Many election security experts strongly oppose remote digital voting because they say it is highly susceptible to hacking and does not provide the paper backup one gets when voting by mail or in person. And for election officials in jurisdictions where it is allowed for certain voters, there is little guidance on best practices.

“Having a report from a balanced group of experts can help inform the discussion, and importantly give guidance to election officials who are frequently caught in the middle, unsure of what is the ‘least dangerous’ path forward,” said Jeremy Epstein, a voting security expert and member of the working group.
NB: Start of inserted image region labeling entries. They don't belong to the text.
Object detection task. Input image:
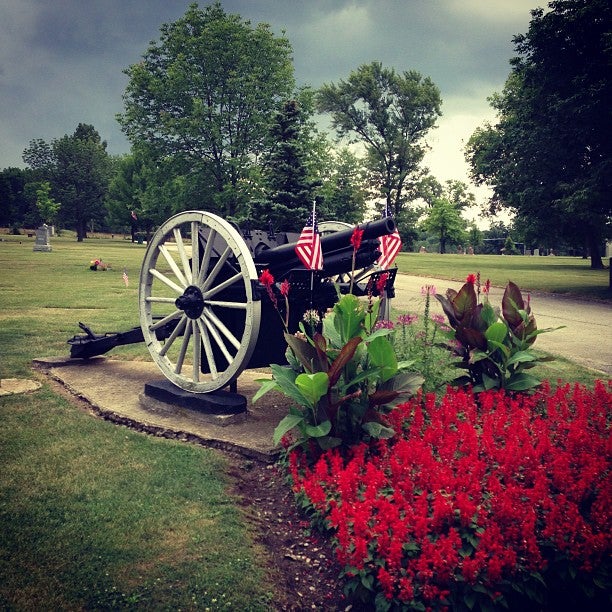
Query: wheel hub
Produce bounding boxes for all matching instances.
[174,285,204,319]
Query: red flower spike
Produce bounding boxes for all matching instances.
[259,268,274,287]
[351,226,363,251]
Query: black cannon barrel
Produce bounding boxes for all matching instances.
[254,217,395,266]
[266,238,380,282]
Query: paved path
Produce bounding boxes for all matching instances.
[393,274,612,377]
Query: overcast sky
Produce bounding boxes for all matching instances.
[0,0,546,216]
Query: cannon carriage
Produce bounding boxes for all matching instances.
[68,211,395,393]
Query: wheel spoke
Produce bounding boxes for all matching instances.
[202,308,240,350]
[198,319,219,380]
[191,221,200,279]
[174,325,191,374]
[159,314,187,357]
[202,310,240,364]
[173,227,193,284]
[202,247,232,293]
[149,309,183,331]
[139,210,261,393]
[195,229,217,287]
[159,244,191,287]
[202,273,242,300]
[149,268,185,293]
[191,321,202,382]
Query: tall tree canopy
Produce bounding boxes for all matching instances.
[318,62,441,215]
[422,198,467,253]
[252,100,318,231]
[118,2,294,216]
[23,123,111,242]
[466,0,612,268]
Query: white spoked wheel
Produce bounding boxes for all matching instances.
[138,211,261,393]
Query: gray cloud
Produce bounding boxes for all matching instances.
[0,0,543,173]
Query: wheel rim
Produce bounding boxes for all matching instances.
[139,211,261,393]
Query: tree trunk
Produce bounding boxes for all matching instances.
[587,230,604,270]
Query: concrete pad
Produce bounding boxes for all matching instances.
[0,378,41,397]
[34,357,287,461]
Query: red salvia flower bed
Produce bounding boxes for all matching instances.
[289,382,612,609]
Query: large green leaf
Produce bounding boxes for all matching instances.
[506,351,538,366]
[252,378,280,403]
[327,336,362,387]
[285,333,327,372]
[270,363,312,408]
[304,421,331,438]
[502,281,525,329]
[361,421,395,440]
[334,293,365,344]
[295,372,329,406]
[368,336,397,382]
[452,283,478,321]
[505,372,541,391]
[434,291,459,327]
[272,414,304,446]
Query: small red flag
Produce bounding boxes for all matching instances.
[295,205,323,270]
[376,207,402,270]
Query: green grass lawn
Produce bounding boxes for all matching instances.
[0,235,609,610]
[0,236,274,610]
[396,253,612,300]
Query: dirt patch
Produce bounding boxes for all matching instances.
[231,460,351,611]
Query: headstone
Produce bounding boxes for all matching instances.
[33,223,51,253]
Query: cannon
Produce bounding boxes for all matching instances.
[68,210,396,393]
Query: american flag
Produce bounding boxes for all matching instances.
[376,206,402,270]
[295,205,323,270]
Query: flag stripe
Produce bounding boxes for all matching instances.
[376,206,402,270]
[295,207,323,270]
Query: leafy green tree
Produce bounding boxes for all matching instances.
[467,222,484,253]
[252,100,319,231]
[320,148,367,225]
[0,168,32,227]
[118,2,294,217]
[23,123,111,242]
[417,175,476,210]
[36,181,62,225]
[466,0,612,268]
[317,62,441,216]
[422,198,466,253]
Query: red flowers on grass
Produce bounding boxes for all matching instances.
[351,225,363,251]
[289,381,612,609]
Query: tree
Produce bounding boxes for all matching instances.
[36,181,61,225]
[422,198,466,253]
[118,2,294,217]
[252,100,319,231]
[23,123,110,242]
[0,168,33,227]
[317,62,441,216]
[417,176,476,210]
[466,0,612,268]
[320,148,366,225]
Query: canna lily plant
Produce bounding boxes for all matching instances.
[253,282,423,452]
[435,274,563,391]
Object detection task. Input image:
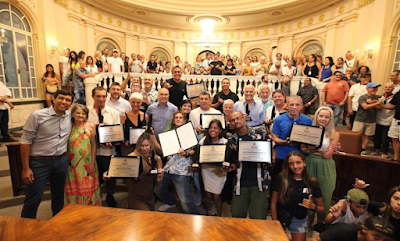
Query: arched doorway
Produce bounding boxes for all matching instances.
[0,3,38,99]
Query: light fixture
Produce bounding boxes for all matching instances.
[199,18,217,38]
[0,29,8,46]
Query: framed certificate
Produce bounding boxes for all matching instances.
[200,114,225,129]
[158,121,199,157]
[238,139,272,163]
[97,124,125,144]
[289,123,325,147]
[199,145,226,163]
[108,156,143,178]
[186,83,206,99]
[129,128,146,145]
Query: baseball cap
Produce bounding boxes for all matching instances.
[367,82,382,88]
[364,216,395,239]
[345,188,369,205]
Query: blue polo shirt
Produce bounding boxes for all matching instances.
[272,113,312,159]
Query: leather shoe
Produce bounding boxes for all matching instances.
[106,194,117,208]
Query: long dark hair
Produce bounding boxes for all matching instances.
[43,64,56,78]
[279,151,316,204]
[203,119,222,144]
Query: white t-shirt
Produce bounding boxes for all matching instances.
[58,56,71,74]
[189,107,221,140]
[131,59,142,73]
[349,83,367,111]
[108,57,124,73]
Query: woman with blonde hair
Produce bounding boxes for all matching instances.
[301,106,340,223]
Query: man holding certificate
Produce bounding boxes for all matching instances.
[88,86,123,207]
[272,95,312,182]
[226,111,271,220]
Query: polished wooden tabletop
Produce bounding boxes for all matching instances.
[0,216,47,241]
[27,205,288,241]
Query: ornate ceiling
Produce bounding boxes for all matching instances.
[81,0,343,31]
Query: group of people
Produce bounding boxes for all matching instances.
[21,51,400,240]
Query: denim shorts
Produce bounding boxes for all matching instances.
[288,217,308,233]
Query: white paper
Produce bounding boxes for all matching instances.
[239,140,272,163]
[176,122,199,150]
[158,129,181,156]
[200,114,225,129]
[129,128,146,144]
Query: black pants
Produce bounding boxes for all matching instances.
[0,110,10,140]
[96,156,117,195]
[374,124,390,153]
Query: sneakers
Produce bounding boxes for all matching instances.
[158,203,175,212]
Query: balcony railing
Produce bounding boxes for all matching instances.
[85,73,325,105]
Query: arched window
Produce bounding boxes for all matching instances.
[0,3,38,99]
[393,31,400,70]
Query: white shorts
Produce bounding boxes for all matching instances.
[388,118,400,139]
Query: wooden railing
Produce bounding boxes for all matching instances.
[85,73,325,105]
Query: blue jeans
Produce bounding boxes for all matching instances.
[21,155,69,218]
[74,88,86,105]
[326,103,343,127]
[155,172,199,214]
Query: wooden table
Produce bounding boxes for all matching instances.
[27,205,288,241]
[0,216,47,241]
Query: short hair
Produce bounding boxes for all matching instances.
[222,99,235,108]
[92,86,107,96]
[129,92,143,101]
[199,91,211,98]
[54,90,74,103]
[71,104,89,123]
[258,85,271,92]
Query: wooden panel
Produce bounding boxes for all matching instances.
[28,205,288,241]
[0,216,47,241]
[333,154,400,201]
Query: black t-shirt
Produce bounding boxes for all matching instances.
[319,223,358,241]
[212,91,239,113]
[225,65,236,75]
[167,79,187,106]
[390,91,400,120]
[272,175,322,219]
[210,61,224,75]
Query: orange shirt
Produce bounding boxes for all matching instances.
[322,80,349,105]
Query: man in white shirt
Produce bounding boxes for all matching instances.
[108,49,125,73]
[106,82,132,117]
[101,48,108,72]
[58,49,72,92]
[189,91,221,140]
[347,74,369,130]
[88,86,121,207]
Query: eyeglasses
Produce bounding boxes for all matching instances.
[230,116,243,122]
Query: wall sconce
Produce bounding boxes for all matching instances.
[0,29,8,46]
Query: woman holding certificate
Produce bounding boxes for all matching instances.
[125,133,163,211]
[301,106,340,223]
[199,119,228,217]
[64,104,101,206]
[121,92,149,156]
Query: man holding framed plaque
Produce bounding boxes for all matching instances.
[88,86,123,207]
[272,95,312,180]
[226,111,272,220]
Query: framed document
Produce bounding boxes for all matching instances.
[129,128,146,145]
[97,124,125,144]
[186,83,206,99]
[200,114,225,129]
[199,145,226,163]
[108,156,143,178]
[158,122,199,157]
[238,139,272,163]
[289,123,325,147]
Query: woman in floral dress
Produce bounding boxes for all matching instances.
[64,104,101,206]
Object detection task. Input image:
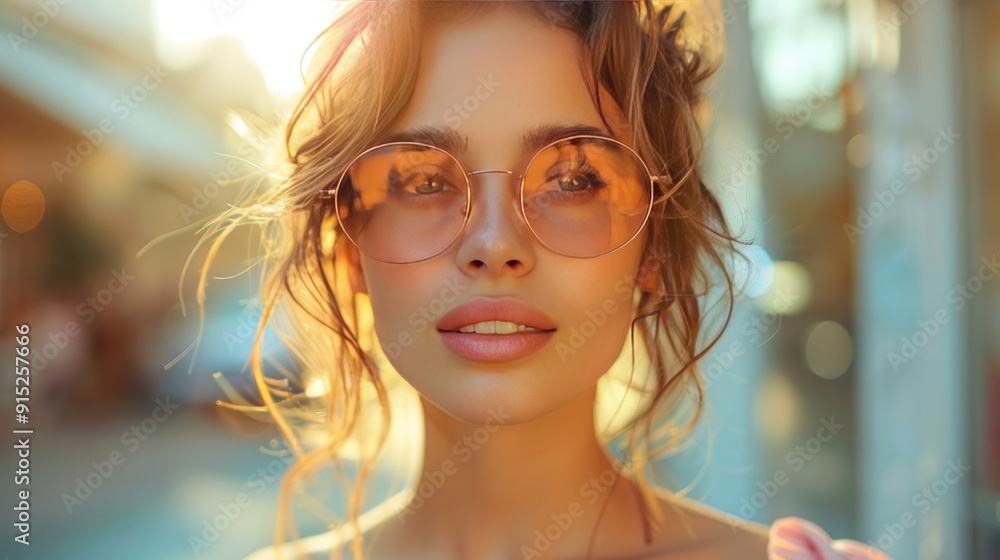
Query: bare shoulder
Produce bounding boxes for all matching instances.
[636,491,768,560]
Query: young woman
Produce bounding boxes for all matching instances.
[207,1,885,560]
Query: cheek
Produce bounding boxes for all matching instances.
[365,262,468,360]
[558,266,634,377]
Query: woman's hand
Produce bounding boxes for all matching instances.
[767,517,892,560]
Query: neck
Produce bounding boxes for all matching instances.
[399,390,641,559]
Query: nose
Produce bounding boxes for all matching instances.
[457,171,536,278]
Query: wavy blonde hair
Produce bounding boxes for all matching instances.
[191,0,735,559]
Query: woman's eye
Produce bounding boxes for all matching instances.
[558,175,590,191]
[550,168,607,193]
[414,177,448,194]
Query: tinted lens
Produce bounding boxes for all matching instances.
[523,138,651,257]
[337,143,469,263]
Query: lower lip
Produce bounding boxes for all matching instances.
[438,331,555,362]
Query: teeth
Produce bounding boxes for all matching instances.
[458,321,538,334]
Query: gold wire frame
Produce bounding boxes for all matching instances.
[333,134,670,264]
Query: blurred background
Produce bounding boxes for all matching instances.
[0,0,1000,560]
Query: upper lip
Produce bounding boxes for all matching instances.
[437,297,556,331]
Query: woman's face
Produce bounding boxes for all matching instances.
[361,5,647,423]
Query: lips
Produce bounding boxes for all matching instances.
[437,298,556,336]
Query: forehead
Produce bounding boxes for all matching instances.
[394,7,624,162]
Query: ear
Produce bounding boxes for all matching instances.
[635,255,663,294]
[344,241,368,295]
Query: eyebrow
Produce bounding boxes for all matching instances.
[385,124,612,155]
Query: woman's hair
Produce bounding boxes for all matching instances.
[191,0,735,559]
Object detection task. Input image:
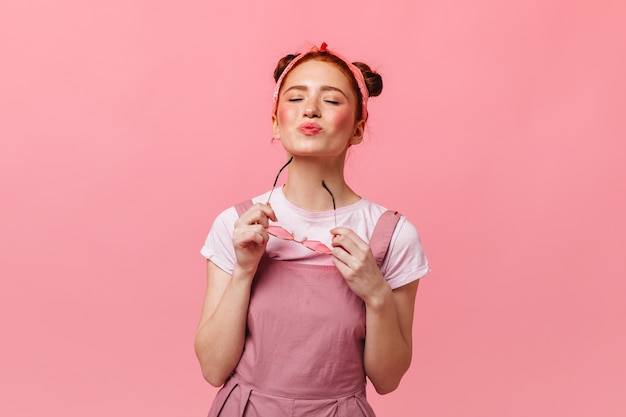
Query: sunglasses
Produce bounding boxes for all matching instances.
[265,156,337,255]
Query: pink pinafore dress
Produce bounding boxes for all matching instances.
[209,201,400,417]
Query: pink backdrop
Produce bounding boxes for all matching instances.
[0,0,626,417]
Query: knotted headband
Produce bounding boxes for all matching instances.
[272,42,369,120]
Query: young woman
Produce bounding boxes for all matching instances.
[195,44,429,417]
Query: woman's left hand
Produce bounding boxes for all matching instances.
[330,227,389,304]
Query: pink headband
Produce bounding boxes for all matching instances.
[272,42,369,120]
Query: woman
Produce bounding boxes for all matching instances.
[195,44,429,417]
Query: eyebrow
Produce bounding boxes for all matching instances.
[283,85,348,99]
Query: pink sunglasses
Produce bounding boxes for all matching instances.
[265,156,337,255]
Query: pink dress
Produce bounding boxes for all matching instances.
[209,201,400,417]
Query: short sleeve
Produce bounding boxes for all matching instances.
[200,207,238,275]
[381,216,430,289]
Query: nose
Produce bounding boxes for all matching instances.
[304,99,321,117]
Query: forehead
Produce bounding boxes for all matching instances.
[281,60,354,94]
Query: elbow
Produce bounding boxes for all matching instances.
[372,380,400,395]
[202,368,227,388]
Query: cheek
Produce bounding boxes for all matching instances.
[334,108,356,128]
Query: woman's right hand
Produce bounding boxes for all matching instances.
[233,203,276,272]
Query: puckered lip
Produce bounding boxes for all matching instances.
[298,122,322,135]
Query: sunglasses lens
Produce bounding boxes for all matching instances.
[301,240,333,255]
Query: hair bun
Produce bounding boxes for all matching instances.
[274,54,298,82]
[352,62,383,97]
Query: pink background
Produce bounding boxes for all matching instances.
[0,0,626,417]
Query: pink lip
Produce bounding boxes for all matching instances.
[298,122,322,136]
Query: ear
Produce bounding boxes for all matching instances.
[272,113,280,140]
[350,120,365,145]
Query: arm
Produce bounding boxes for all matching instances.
[195,203,276,387]
[364,280,419,394]
[331,228,419,394]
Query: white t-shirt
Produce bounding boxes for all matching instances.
[200,187,430,289]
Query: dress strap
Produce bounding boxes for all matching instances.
[235,200,252,217]
[370,210,402,267]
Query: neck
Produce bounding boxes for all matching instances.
[283,157,360,211]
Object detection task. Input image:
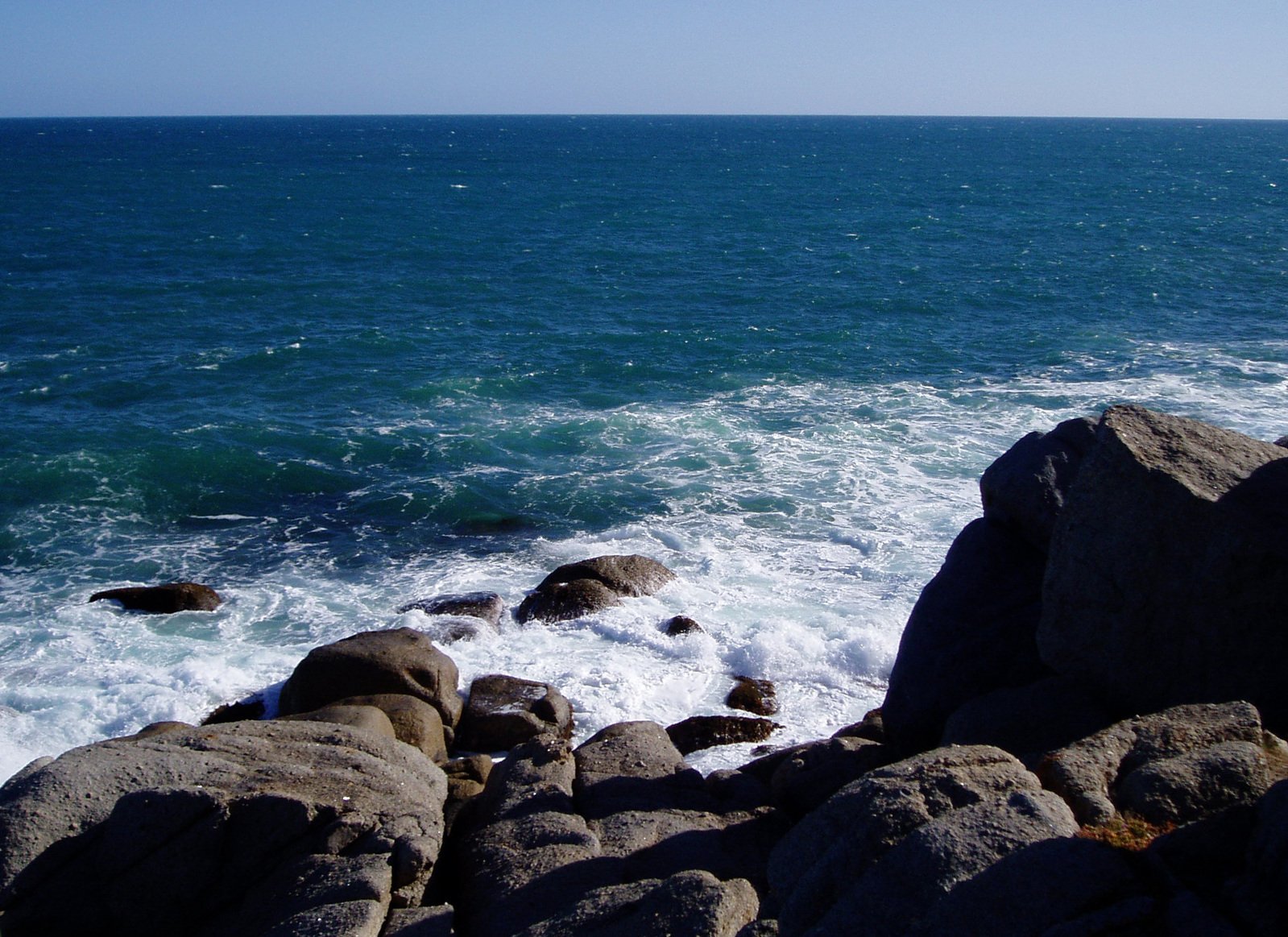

In addition to Epstein, the working group will consist of academic researchers, election administrators, cryptographers, and cybersecurity and election security experts, including:

  • Ben Adida, executive director of VotingWorks.
  • Michelle Bishop, voter access and engagement manager at the National Disability Rights Network.
  • Allie Bones, assistant secretary of state for Arizona.
  • Josh Benaloh, senior cryptographer at Microsoft Research.
  • Henry Brady, professor in the Goldman School of Public Policy at UC, Berkeley.
  • Anthony Fowler, professor in the Harris School of Public Policy at the University of Chicago.
  • Michael Frias, CEO of Catalist.
  • Mike Garcia, a cybersecurity expert who previously worked at the National Institute of Standards and Technology.
  • Matt Masterson, former senior cybersecurity advisor at the Department of Homeland Security.
  • Amber McReynolds, founding CEO of the National Vote at Home Institute.
  • Maurice Turner, cybersecurity fellow at the Alliance for Securing Democracy.
  • Mark Weatherford, chief information security officer at AlertEnterprise and chief strategy officer at the National Cybersecurity Center.